On June 8, rookie Jackson Chourio was batting .209 with a .589 OPS. Murphy stuck by the 20-year-old, who batted .306 with an .888 OPS the rest of the way. In the process, Chourio became the youngest player to ever reach 20 home runs and 20 stolen bases in the same season.
The second-youngest offense in the NL had more breakouts in 2024. Brice Turang, 24, stole 50 bases and won the NL Gold Glove Award at second base and the NL Platinum Glove for best overall defender in the Senior Circuit.
William Contreras, 26, further cemented himself as one of the top catchers in the game with 23 homers and 92 RBI, good for his second-straight NL Silver Slugger Award.
The first-year big league manager becomes the first ever recipient of the Manager of the Year Award for the franchise, who were shut out from 1969-1997 as a member of the American League.
2. Mike Shildt, San Diego Padres
Ever since the Padres signed Manny Machado ahead of the 2019 season and debuted 20-year-old superstar Fernando Tatis Jr., it seemed like only a matter of time before the Friars would become a powerhouse. Despite two postseason appearances in five years, San Diego had just as many losing campaigns to show for their impressive roster.

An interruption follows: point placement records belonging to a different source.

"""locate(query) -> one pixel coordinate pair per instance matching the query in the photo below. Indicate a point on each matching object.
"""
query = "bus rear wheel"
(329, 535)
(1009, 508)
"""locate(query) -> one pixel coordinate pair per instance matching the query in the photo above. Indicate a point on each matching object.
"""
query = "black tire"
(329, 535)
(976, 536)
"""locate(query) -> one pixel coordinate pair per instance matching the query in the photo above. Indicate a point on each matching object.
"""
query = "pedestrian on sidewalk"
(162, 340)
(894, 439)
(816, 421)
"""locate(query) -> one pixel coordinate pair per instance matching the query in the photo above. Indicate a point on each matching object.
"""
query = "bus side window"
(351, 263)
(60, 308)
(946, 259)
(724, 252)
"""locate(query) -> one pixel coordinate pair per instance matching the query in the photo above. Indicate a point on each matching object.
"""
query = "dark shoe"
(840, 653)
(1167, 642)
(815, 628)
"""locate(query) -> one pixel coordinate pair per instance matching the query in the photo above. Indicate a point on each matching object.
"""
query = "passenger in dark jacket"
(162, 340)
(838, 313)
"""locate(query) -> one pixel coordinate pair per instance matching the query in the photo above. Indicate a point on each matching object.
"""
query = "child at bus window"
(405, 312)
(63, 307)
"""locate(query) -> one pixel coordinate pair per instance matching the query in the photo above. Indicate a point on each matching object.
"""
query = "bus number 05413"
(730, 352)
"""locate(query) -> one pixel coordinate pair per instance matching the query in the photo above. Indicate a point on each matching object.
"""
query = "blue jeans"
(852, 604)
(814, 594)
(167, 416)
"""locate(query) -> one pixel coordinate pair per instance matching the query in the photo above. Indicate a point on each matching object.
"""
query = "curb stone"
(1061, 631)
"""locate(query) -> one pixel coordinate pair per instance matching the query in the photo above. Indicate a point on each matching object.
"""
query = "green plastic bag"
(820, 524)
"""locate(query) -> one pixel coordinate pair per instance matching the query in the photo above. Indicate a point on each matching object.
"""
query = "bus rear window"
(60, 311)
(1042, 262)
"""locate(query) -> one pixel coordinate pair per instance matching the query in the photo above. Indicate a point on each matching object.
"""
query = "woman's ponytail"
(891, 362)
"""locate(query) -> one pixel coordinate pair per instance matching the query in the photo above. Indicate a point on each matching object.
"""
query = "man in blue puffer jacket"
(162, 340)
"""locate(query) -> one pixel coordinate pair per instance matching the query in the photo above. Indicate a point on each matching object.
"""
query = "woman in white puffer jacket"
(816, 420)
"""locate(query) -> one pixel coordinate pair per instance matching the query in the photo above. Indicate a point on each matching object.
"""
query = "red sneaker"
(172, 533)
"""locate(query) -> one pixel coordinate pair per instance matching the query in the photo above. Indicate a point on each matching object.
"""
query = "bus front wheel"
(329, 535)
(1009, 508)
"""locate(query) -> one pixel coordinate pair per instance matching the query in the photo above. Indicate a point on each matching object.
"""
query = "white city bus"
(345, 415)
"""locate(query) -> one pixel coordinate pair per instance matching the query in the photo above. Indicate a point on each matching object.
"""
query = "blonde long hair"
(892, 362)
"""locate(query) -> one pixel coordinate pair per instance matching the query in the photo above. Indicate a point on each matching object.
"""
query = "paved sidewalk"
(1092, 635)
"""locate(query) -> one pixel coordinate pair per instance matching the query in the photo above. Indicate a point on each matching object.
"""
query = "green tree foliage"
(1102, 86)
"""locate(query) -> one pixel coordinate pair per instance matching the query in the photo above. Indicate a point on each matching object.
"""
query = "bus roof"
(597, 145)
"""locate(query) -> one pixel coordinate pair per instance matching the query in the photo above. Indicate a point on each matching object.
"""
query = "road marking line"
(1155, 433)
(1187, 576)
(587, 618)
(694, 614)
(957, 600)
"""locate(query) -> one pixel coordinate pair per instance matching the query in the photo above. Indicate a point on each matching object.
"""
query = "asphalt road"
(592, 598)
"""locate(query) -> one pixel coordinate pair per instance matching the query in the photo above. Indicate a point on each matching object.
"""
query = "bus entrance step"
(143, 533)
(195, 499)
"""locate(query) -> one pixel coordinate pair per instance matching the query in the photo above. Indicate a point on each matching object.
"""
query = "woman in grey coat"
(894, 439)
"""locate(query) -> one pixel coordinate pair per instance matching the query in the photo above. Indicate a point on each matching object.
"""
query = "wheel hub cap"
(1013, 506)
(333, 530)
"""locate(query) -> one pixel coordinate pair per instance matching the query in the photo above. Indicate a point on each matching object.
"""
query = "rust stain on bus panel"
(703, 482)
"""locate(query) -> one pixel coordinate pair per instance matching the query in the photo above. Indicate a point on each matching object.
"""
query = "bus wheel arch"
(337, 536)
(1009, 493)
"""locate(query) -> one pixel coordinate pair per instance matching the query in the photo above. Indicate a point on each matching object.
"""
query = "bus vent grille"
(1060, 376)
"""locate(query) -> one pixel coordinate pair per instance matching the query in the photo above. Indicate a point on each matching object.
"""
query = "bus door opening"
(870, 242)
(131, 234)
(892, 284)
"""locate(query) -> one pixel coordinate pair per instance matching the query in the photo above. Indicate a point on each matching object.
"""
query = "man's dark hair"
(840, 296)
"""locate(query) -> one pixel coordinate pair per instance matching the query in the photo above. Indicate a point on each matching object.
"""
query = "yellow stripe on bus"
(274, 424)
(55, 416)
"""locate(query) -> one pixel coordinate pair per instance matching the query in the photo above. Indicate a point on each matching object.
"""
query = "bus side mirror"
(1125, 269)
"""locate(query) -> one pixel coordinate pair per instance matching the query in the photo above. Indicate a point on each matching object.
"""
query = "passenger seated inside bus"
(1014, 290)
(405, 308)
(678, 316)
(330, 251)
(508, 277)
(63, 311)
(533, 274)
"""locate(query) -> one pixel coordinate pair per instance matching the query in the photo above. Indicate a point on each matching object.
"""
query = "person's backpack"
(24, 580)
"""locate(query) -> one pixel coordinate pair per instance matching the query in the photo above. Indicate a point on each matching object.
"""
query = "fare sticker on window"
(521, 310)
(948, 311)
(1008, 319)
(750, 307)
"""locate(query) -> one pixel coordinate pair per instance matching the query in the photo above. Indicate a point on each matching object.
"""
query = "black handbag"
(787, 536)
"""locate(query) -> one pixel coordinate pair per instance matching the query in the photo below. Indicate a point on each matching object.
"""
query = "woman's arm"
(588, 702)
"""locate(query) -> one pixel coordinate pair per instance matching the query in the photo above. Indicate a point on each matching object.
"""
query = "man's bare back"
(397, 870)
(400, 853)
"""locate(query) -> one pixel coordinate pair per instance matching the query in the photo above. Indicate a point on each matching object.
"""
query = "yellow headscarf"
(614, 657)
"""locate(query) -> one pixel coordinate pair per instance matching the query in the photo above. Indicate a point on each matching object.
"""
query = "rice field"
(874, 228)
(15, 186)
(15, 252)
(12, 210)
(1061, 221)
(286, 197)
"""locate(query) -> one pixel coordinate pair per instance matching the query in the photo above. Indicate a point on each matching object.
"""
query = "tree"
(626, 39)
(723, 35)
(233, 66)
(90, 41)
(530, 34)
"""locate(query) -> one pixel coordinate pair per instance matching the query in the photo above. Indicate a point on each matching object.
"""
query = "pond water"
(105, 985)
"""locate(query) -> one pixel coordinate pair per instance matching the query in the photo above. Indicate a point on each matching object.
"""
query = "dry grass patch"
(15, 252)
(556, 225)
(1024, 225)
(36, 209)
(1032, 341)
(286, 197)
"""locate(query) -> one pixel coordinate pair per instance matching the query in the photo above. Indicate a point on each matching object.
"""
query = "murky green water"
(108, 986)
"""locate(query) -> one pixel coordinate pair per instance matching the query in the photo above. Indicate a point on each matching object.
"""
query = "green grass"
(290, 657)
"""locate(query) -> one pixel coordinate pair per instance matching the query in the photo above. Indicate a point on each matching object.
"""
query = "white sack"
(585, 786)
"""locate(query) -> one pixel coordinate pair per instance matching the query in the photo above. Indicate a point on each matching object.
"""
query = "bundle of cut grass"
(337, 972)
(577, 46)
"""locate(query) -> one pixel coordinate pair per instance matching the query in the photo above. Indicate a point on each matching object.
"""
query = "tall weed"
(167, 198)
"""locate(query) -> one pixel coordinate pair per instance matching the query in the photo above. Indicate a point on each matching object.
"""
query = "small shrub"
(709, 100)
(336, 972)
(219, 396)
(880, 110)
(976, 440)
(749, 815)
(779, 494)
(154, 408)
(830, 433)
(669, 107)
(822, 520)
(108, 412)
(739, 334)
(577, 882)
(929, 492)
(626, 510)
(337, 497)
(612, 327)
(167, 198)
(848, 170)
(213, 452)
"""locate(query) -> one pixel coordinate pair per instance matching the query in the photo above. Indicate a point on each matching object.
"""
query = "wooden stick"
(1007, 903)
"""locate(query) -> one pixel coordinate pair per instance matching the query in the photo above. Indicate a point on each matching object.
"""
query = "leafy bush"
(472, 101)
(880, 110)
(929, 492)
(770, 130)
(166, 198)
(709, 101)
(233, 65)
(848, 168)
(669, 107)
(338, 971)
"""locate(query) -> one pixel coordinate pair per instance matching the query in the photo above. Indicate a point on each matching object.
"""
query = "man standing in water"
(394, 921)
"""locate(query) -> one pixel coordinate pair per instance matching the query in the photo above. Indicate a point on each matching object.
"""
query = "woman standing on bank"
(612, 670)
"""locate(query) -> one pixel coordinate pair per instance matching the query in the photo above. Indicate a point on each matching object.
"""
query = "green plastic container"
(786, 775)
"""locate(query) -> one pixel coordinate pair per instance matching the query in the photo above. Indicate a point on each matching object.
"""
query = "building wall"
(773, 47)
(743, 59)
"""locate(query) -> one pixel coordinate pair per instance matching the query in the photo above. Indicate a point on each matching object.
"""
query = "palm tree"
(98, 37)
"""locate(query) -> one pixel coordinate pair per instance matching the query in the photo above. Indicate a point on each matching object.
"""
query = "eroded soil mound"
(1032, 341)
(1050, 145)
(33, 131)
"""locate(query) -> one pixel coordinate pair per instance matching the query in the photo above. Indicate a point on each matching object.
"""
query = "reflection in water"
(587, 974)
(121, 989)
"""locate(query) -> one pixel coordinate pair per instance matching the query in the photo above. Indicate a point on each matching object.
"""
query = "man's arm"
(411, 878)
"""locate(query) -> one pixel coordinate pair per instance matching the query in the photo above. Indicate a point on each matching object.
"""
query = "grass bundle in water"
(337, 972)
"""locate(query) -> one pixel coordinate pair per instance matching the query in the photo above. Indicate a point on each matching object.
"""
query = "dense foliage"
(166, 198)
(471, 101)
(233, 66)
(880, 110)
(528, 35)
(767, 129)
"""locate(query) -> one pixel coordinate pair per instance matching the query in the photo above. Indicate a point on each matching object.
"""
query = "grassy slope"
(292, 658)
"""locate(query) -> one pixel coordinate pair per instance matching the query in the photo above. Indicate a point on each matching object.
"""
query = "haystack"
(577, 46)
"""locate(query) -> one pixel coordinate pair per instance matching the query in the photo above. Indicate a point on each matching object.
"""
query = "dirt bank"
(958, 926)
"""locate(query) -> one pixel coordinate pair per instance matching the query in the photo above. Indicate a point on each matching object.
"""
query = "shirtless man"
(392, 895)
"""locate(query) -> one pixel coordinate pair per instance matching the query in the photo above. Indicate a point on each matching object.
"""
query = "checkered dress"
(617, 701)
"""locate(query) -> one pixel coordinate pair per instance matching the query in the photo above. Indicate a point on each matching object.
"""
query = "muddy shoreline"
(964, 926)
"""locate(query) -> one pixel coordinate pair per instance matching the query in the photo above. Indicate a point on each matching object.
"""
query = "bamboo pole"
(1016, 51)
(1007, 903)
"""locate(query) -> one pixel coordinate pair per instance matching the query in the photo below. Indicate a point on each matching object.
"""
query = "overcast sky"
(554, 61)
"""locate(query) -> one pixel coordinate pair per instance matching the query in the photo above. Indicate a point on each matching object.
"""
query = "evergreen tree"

Enter Shildt, who worked on the Padres coaching staff the past two seasons under Bob Melvin. The 2019 NL Manager of the Year with the St. Louis Cardinals picked up where he left off with San Diego and took his club to the playoffs for the fourth time in as many full-seasons.
Jurickson Profar and Robert Suarez both became first-time All-Stars in their 30s. Jackson Merrill jumped over Triple-A to make his Major League debut in Korea at age-20, changing positions from shortstop to center field where he played five times in 200 games in the minors.
Though he fell short in NL Rookie of the Year voting, Merrill was the Padres’ MVP and should receive such recognition.
There were prolonged spells on the injured list for Tatis Jr., Xander Bogaerts and Ha-Seong Kim, not to mention 35 combined starts for Joe Musgrove and Yu Darvish.
And Shildt not only survived more roster overhaul with the trade of Juan Soto that netted five new players — prospect Drew Thorpe was later included in the acquisition of Dylan Cease — but he and his clubhouse thrived to win 93 games, second-most in franchise history.
3. Carlos Mendoza, New York Mets
Say what you will about the highest payroll in the sport, but the lineup card Mendoza filled out in 2024 was not one that earned $300 million.
Max Scherzer and Justin Verlander were paid by New York nearly $60 million, while they pitched out in the AL West following trades at the 2023 deadline. James McCann made $8 million with the Baltimore Orioles courtesy of the Mets, too.
Regardless, when Mendoza and his roster of kindly-paid players fell to 24-35 on June 2, only a pair of 100-loss clubs — the Colorado Rockies and the Miami Marlins — stood in the way of Steve Cohen’s club being the worst team in the league.
Mendoza managed to guide the Mets to a 65-38 record (.631 winning percentage, 102-win pace) from that point on to slip into the postseason on the final day of the regular season. He pieced together a bullpen that went an MLB-best 28-16 in one-run games. The button-pushing of the first-year skipper even garnered 41 comeback wins.
Francisco Lindor had his best year with the club, an MVP-caliber campaign that would be honored in most years that didn’t contain a certain Shohei Ohtani. Mark Vientos emerged as a future star with 27 home runs in 111 games. Several in the starting rotation had tremendous seasons, none of whom is expected to receive a single Cy Young Award vote.
For what it’s worth, had the voting for NL Manager of the Year gone out to five names, Rob Thomson of the Philadelphia Phillies and Dave Roberts of the Los Angeles Dodgers would have received my fourth and fifth-place votes, respectively.